How much of your data is accurate, normalized, and instantly available to you? If you’re like most B2B companies, you could be mistaking quantities of data for quality data. According to a 2016 Experian poll of B2B organizations, nearly 75 percent of marketers were not fully confident in the accuracy and accessibility of their information. The problem wasn’t a lack of data but insufficient controls on data quality.
Quality and Quantity
As more businesses seek to differentiate themselves through better customer service, data becomes a key differentiator. With it, you’re able to understand and anticipate your audience’s needs better. Insight into your customer base is fundamental to providing what they need, and volume alone only goes so far. Data is no longer a static collection of facts but a dynamic resource that lets you visualize your customers more clearly.
With any data collection method, there’s a sweet spot within which quality and quantity are balanced. Casting a net of just the right size and shape lets you preserve as many records as possible while excluding invalid data from the outset. Some ways to gather better data include:
- Creating forms that screen initial data quality before accepting input
- Developing progressive forms that minimize user errors
- Replacing user-entry blanks with buttons, pull-down menus, and presets
- Requiring relevant input, such as business email addresses or local ZIP codes
Normalize and Standardize
Data has to be put into a standardized format to allow you to manipulate it easily. Some of your data comes in a standardized form from the start, such as ZIP codes, but other pieces of data may not look quite alike to your database. Phone numbers, for example, might be written with parentheses around the area code, dashes between each section of numbers, or periods defining number groups.

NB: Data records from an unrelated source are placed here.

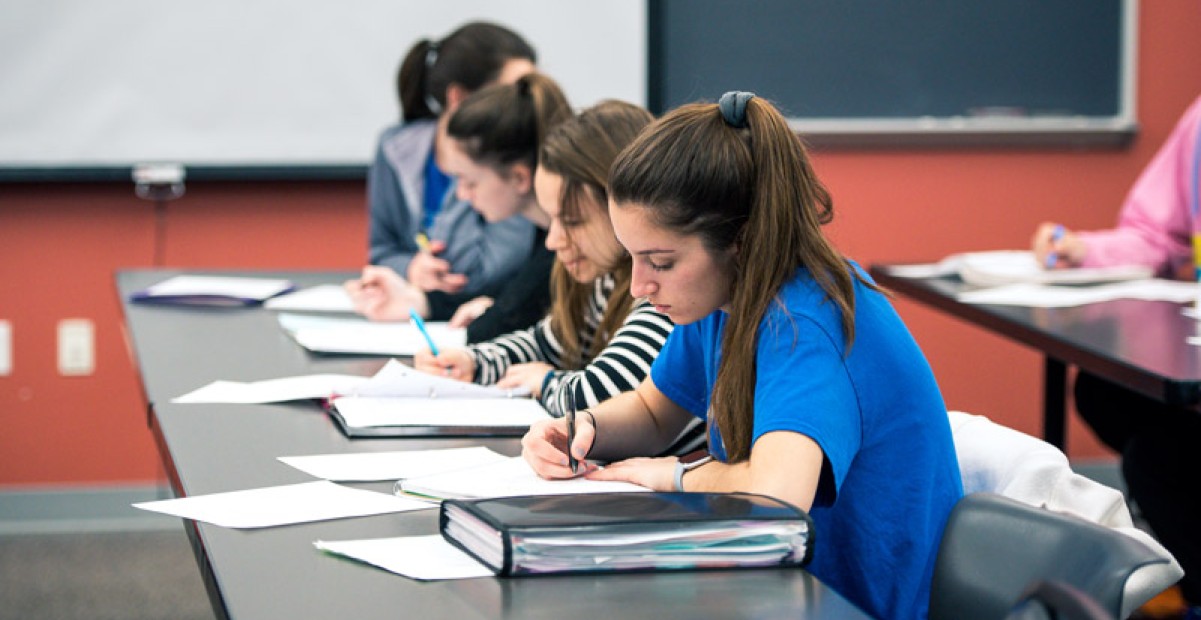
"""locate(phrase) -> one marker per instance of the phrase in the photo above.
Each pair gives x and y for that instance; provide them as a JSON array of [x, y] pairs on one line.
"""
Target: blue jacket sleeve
[[392, 230]]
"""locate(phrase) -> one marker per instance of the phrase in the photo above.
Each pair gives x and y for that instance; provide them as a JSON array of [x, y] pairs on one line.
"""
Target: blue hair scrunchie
[[734, 107]]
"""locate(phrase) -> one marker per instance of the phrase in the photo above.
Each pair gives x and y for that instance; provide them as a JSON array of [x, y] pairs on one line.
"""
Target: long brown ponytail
[[751, 188], [505, 124], [580, 151], [472, 55]]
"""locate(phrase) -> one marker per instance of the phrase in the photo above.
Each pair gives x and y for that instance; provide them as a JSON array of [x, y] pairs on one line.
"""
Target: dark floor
[[99, 576]]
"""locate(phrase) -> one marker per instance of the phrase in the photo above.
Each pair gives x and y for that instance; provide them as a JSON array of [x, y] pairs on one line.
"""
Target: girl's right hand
[[1057, 251], [454, 363], [544, 447]]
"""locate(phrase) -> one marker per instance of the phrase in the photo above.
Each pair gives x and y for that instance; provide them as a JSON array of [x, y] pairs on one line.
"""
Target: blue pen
[[420, 326], [1056, 234]]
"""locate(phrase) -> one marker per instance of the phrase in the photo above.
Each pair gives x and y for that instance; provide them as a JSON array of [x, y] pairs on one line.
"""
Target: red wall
[[60, 244]]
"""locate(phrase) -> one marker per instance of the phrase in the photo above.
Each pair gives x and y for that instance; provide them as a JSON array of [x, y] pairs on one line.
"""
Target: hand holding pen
[[1056, 246], [428, 272]]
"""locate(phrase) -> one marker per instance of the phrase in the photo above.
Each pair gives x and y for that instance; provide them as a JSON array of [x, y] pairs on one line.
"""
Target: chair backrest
[[993, 548], [1056, 601], [998, 459]]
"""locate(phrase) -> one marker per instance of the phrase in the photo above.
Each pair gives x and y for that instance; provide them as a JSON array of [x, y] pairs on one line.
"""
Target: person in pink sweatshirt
[[1158, 442]]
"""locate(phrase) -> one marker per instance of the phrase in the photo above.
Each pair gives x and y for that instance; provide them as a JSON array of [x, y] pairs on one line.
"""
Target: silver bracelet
[[681, 468]]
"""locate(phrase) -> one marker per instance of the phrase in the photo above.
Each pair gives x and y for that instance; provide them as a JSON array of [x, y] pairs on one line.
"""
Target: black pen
[[571, 434]]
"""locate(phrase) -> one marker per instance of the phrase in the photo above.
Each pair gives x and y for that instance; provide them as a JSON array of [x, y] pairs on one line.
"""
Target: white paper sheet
[[386, 411], [505, 480], [1004, 267], [311, 501], [368, 466], [274, 389], [393, 380], [324, 334], [322, 298], [219, 286], [1046, 296], [425, 558]]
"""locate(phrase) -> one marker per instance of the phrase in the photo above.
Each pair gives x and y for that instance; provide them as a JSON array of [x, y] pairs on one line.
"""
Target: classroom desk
[[1129, 341], [275, 572]]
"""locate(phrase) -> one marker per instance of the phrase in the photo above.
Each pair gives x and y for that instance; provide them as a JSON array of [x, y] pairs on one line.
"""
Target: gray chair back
[[995, 548]]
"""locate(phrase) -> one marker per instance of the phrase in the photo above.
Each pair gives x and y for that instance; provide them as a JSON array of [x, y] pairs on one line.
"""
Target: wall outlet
[[5, 349], [77, 350]]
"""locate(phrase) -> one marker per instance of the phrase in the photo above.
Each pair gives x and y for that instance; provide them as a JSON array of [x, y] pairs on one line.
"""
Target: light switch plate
[[77, 350], [5, 349]]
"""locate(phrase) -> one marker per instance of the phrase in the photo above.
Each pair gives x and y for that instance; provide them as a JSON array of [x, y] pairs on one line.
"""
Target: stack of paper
[[322, 334], [505, 478], [1045, 296], [1021, 267], [311, 501], [401, 401], [208, 290], [1005, 267], [322, 298]]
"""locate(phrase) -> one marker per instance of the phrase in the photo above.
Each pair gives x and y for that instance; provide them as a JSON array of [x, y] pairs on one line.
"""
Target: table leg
[[1055, 377]]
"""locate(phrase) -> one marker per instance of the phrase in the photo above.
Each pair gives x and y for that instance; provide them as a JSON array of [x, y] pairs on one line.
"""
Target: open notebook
[[347, 335], [399, 401], [1004, 267]]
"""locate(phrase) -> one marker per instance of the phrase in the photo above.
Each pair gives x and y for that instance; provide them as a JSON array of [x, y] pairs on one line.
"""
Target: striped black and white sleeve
[[535, 344], [619, 368]]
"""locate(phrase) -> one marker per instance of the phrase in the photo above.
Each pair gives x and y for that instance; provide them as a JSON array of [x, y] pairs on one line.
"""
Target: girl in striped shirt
[[597, 340]]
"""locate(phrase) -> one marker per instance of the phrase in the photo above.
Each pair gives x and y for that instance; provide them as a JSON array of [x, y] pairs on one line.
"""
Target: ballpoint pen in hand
[[420, 327], [571, 434], [1053, 256]]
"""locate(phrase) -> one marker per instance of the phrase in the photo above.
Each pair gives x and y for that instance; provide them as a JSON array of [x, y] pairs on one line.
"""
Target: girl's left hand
[[655, 474], [526, 375]]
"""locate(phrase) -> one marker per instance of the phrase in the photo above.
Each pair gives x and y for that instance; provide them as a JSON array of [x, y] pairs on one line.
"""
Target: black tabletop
[[275, 572], [1135, 343]]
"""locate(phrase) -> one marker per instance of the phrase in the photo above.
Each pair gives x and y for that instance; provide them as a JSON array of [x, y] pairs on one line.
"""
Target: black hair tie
[[734, 107]]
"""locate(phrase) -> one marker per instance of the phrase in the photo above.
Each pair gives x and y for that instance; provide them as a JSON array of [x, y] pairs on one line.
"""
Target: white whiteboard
[[275, 83]]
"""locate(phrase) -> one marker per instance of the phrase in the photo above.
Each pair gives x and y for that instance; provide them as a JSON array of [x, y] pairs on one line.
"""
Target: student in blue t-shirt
[[813, 389]]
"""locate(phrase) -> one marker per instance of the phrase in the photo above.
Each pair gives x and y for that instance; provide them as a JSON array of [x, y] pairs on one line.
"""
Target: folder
[[628, 531]]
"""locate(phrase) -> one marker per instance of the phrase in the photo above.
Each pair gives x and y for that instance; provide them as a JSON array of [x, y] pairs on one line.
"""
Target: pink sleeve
[[1155, 225]]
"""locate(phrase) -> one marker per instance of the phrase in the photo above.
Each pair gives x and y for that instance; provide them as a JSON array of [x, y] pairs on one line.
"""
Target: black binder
[[628, 531]]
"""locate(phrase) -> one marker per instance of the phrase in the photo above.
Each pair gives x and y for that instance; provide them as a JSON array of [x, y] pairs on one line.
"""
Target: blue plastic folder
[[628, 531]]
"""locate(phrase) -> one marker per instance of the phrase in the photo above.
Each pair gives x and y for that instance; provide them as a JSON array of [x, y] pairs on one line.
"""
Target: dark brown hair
[[580, 151], [505, 124], [472, 57], [739, 188]]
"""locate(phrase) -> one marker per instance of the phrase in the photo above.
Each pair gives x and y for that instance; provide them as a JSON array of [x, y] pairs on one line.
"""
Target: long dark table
[[275, 572], [1134, 343]]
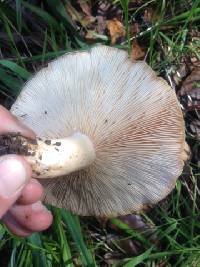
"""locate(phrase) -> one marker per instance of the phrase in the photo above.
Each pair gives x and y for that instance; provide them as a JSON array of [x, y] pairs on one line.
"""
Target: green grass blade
[[39, 258], [138, 259], [51, 21], [11, 83], [74, 228], [61, 236], [19, 14], [22, 72]]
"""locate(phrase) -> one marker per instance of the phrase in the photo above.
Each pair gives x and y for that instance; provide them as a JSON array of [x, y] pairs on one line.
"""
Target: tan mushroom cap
[[131, 116]]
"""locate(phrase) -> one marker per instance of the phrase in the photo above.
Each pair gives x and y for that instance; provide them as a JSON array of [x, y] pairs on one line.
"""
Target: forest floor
[[166, 34]]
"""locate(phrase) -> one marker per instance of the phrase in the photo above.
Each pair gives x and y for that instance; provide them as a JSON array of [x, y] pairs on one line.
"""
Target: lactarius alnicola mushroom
[[110, 132]]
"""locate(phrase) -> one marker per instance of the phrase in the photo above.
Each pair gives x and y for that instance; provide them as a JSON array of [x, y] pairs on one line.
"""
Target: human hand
[[20, 206]]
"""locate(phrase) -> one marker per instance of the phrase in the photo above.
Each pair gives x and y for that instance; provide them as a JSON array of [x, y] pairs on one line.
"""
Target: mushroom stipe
[[117, 124]]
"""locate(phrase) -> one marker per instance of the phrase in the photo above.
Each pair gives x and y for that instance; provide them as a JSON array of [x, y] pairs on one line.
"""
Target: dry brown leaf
[[76, 16], [86, 8], [137, 51], [149, 14], [190, 90], [116, 30]]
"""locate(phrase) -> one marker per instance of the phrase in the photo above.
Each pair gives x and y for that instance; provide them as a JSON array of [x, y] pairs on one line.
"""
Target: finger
[[35, 217], [14, 175], [31, 193], [10, 123], [14, 226]]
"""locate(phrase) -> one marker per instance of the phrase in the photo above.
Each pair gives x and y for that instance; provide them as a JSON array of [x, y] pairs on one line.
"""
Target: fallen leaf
[[116, 30], [190, 91], [85, 6], [137, 52], [149, 13]]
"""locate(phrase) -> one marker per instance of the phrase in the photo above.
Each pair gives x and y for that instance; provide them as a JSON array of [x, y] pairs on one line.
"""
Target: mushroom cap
[[132, 117]]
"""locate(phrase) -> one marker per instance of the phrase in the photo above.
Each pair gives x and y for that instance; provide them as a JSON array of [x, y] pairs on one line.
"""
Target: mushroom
[[110, 132]]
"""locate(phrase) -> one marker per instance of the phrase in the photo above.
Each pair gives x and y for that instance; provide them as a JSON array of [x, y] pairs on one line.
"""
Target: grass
[[31, 35]]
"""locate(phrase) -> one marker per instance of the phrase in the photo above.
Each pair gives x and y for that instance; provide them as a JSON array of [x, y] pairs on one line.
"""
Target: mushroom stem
[[53, 157]]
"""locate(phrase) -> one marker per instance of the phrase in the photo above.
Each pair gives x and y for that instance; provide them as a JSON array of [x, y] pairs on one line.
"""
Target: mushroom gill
[[132, 118]]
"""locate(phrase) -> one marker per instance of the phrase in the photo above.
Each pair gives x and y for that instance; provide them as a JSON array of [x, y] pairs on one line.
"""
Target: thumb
[[14, 175]]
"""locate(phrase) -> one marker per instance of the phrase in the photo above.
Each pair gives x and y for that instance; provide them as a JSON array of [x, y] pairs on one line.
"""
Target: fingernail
[[13, 176], [38, 206]]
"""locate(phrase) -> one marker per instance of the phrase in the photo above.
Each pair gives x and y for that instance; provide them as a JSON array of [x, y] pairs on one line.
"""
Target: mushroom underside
[[132, 118]]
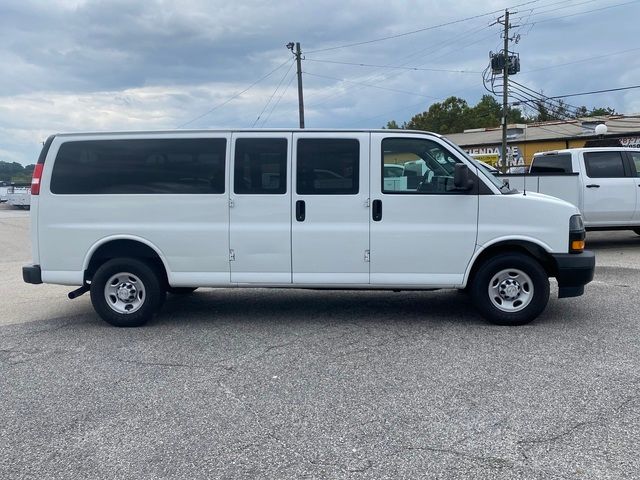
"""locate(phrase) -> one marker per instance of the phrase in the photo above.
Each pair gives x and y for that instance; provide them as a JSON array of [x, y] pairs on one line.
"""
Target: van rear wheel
[[126, 292], [510, 289]]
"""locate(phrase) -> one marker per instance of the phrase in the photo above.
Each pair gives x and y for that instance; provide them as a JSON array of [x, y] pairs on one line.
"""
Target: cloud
[[117, 64]]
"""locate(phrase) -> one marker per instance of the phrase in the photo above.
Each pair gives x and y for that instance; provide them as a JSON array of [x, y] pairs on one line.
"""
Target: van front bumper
[[573, 272], [32, 274]]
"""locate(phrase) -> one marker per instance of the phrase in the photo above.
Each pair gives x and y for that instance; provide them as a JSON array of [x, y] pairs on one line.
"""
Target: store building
[[524, 140]]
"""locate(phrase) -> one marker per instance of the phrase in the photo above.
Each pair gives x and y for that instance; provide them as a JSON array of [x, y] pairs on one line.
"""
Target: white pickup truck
[[604, 183]]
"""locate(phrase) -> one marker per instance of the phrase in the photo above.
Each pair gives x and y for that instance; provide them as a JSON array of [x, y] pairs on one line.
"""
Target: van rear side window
[[158, 166], [552, 164]]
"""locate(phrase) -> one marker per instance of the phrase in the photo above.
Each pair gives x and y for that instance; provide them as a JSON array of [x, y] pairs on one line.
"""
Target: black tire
[[145, 287], [181, 290], [517, 300]]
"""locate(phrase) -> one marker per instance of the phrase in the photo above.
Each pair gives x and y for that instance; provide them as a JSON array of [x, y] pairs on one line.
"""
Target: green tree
[[449, 116]]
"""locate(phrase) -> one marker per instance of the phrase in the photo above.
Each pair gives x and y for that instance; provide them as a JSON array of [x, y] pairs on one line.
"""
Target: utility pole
[[505, 88], [298, 54]]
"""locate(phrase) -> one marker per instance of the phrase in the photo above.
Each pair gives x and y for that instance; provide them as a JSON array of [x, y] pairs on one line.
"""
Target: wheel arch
[[532, 248], [123, 246]]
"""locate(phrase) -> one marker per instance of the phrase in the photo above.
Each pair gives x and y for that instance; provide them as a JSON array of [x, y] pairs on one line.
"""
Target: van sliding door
[[330, 212], [260, 208]]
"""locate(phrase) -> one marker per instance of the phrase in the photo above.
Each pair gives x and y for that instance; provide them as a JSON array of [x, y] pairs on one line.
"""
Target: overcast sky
[[100, 65]]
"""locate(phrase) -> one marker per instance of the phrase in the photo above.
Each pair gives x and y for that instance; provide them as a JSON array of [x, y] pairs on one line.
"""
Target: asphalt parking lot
[[307, 384]]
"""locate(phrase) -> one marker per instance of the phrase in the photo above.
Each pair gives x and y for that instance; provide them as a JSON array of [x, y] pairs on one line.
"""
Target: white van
[[602, 182], [131, 216]]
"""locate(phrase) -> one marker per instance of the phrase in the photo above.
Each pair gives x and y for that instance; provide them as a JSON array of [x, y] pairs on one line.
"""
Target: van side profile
[[132, 216]]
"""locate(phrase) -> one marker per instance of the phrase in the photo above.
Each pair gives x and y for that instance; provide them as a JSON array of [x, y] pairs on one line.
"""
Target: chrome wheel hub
[[124, 293], [510, 290]]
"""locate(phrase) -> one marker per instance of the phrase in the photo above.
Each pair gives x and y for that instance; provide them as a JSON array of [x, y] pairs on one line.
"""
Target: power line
[[413, 32], [391, 66], [264, 122], [372, 86], [387, 76], [554, 19], [272, 95], [234, 96], [596, 91]]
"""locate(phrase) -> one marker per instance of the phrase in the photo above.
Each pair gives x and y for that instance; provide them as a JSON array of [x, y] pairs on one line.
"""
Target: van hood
[[557, 202]]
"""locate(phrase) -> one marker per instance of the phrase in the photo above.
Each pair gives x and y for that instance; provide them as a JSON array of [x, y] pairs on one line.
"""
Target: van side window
[[328, 166], [552, 164], [604, 164], [635, 157], [154, 166], [260, 166], [416, 165]]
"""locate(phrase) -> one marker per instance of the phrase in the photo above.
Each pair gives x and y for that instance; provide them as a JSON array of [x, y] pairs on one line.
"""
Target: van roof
[[586, 149], [257, 130]]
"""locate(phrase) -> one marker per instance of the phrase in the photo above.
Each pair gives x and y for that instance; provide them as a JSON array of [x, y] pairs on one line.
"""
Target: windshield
[[492, 178]]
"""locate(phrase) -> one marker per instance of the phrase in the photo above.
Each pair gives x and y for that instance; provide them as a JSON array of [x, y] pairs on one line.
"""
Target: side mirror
[[462, 178]]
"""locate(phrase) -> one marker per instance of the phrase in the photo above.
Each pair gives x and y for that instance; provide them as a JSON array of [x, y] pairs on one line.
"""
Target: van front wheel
[[126, 292], [510, 289]]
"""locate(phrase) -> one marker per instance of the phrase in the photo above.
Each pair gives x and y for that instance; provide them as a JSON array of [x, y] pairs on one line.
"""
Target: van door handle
[[377, 210], [300, 210]]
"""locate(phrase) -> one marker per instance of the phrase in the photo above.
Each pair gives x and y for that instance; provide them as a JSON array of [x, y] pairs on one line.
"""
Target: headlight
[[577, 234]]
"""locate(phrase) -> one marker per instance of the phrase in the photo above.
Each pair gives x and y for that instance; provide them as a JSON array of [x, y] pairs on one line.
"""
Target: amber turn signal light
[[577, 245]]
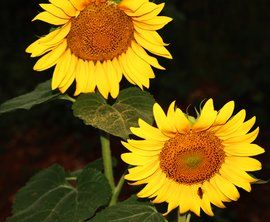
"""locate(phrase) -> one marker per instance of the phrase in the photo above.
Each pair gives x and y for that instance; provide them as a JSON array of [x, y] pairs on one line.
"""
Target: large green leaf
[[42, 93], [49, 197], [130, 105], [130, 210]]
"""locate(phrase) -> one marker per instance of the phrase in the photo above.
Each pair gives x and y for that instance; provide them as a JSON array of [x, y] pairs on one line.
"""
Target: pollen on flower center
[[192, 158], [100, 32]]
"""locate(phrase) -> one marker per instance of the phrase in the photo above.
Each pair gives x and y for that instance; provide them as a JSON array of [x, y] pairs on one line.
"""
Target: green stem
[[117, 190], [67, 97], [107, 158], [184, 217]]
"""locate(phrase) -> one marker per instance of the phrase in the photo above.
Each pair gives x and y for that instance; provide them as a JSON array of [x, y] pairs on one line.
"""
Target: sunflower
[[98, 41], [190, 163]]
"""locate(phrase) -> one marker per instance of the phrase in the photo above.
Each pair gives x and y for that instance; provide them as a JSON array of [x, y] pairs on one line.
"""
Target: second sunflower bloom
[[98, 41]]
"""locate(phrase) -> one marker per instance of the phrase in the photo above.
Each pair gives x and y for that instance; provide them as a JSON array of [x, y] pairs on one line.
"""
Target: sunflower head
[[190, 162], [98, 41]]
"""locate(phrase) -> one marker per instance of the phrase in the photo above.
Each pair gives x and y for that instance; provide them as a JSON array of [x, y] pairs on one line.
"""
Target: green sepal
[[116, 119]]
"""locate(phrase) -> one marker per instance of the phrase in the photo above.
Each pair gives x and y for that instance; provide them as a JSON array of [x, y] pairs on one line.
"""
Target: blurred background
[[221, 49]]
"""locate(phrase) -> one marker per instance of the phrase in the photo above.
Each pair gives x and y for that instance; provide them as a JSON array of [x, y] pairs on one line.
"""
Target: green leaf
[[130, 210], [96, 164], [130, 105], [49, 197], [42, 93]]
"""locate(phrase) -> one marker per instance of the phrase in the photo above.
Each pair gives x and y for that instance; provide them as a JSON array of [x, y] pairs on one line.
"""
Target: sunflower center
[[100, 32], [192, 158]]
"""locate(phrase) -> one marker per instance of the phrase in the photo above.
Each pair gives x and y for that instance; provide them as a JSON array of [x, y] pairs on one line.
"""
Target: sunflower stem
[[107, 158], [117, 190], [184, 217], [67, 97]]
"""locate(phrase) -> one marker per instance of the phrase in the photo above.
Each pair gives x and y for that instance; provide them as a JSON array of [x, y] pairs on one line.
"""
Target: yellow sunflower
[[190, 163], [98, 41]]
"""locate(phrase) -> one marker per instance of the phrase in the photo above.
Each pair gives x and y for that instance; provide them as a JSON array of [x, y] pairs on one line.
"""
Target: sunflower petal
[[50, 18], [65, 5], [54, 10], [207, 117], [244, 149], [51, 58]]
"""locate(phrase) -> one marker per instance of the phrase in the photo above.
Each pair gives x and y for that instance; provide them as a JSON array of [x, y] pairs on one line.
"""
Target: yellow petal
[[134, 159], [155, 49], [50, 18], [81, 74], [248, 138], [195, 206], [150, 36], [162, 122], [102, 80], [185, 200], [226, 187], [244, 149], [162, 193], [212, 194], [69, 71], [218, 192], [147, 131], [143, 55], [142, 172], [118, 69], [157, 20], [206, 206], [147, 153], [234, 178], [65, 5], [91, 81], [112, 78], [69, 74], [78, 4], [173, 198], [61, 69], [39, 49], [133, 62], [153, 185], [51, 58], [207, 117], [224, 113], [36, 44], [240, 130], [232, 125], [54, 10], [244, 163], [146, 144], [131, 4], [240, 173], [182, 124], [147, 26], [127, 72], [148, 11], [141, 66], [61, 34], [68, 83]]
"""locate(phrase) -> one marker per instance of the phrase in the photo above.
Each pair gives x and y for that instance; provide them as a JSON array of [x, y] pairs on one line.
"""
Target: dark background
[[221, 49]]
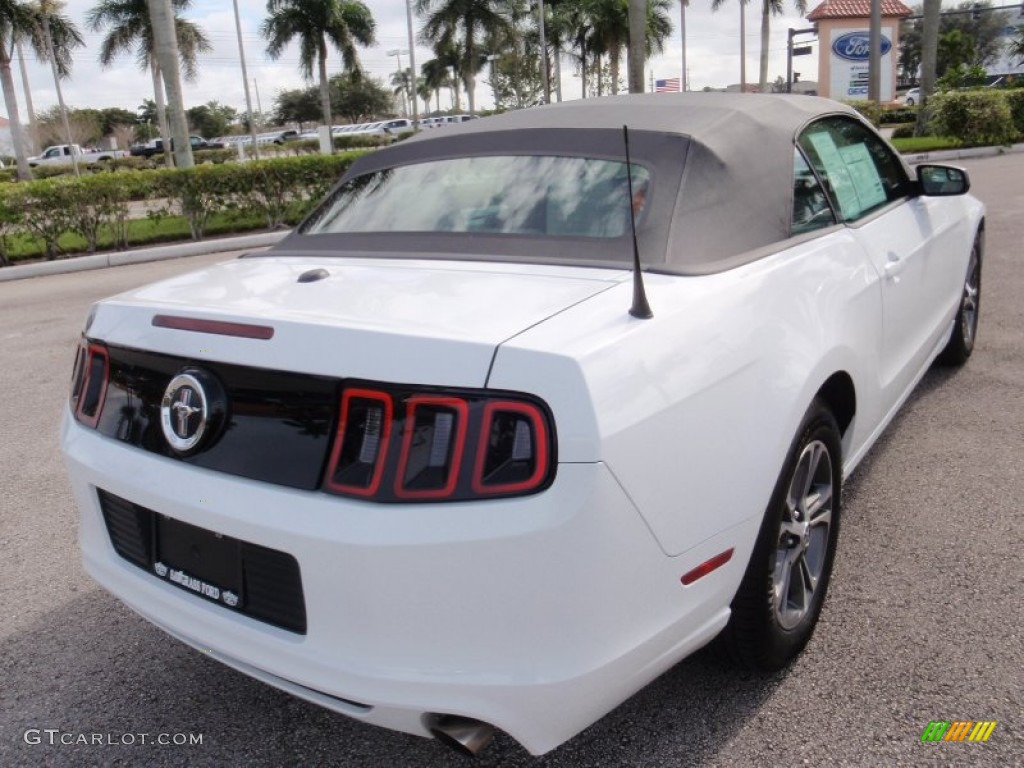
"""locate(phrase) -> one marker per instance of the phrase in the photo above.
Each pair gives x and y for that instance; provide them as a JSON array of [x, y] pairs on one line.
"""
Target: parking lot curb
[[141, 255], [974, 152]]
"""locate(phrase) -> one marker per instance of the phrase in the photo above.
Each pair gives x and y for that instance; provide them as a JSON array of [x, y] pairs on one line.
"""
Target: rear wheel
[[961, 343], [777, 605]]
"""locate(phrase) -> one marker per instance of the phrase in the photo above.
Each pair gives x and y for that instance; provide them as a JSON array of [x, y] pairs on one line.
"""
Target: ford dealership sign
[[855, 46]]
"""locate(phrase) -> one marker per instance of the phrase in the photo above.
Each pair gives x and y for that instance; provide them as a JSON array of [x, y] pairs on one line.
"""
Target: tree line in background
[[972, 39], [467, 37]]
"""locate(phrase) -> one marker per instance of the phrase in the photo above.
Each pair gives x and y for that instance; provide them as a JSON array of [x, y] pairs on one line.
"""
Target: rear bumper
[[537, 614]]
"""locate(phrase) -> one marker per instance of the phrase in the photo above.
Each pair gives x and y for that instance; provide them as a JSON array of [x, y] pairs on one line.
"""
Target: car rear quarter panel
[[694, 410]]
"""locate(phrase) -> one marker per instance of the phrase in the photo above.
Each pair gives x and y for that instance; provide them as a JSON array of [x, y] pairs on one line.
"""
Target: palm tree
[[19, 22], [130, 30], [435, 76], [771, 8], [317, 24], [465, 22], [57, 35], [571, 24]]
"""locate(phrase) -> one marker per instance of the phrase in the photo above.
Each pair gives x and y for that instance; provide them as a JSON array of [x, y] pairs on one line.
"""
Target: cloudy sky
[[713, 56]]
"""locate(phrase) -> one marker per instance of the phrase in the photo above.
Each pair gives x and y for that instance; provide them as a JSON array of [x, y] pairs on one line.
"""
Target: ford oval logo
[[856, 46]]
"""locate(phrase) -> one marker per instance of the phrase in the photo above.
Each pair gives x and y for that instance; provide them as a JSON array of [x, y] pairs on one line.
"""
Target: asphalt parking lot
[[925, 620]]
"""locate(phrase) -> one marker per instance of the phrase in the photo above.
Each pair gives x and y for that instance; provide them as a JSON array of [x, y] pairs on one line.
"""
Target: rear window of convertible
[[503, 195]]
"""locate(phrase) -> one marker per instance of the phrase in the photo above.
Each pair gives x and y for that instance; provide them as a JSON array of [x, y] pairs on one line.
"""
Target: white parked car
[[465, 460]]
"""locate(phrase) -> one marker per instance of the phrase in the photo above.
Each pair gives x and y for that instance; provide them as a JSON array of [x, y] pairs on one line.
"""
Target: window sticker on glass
[[838, 174], [864, 174]]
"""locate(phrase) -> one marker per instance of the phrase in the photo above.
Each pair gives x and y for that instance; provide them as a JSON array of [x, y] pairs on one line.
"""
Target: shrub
[[125, 163], [977, 117], [904, 131], [1015, 100], [274, 190]]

Making forms that automatically standardize entries will help with future data collection, but how do you migrate data you already have that may be in different formats? Normalization is the answer. Your database manager can go over your data and assess what it will take to normalize it for export or migration. Database services can then remove duplicate information and cleanse your remaining data so it’s optimized for use.
Deeper Insights
What kinds of data do you collect? Contact data is vital, but so is demographic and firmographic data to add context to those isolated names and numbers. You can drill deeper and discover behavioral and psychographic information that can tell you even more about your leads. Finally, with a well-maintained and fully mature database, you can correlate whole clades of information and derive new insights from your data.
Do your best customers have something deeper in common than their buying histories? Is there a relationship between location, industry, and buying frequency? Better data can provide the answers, and once you know more, you’re able to sell more.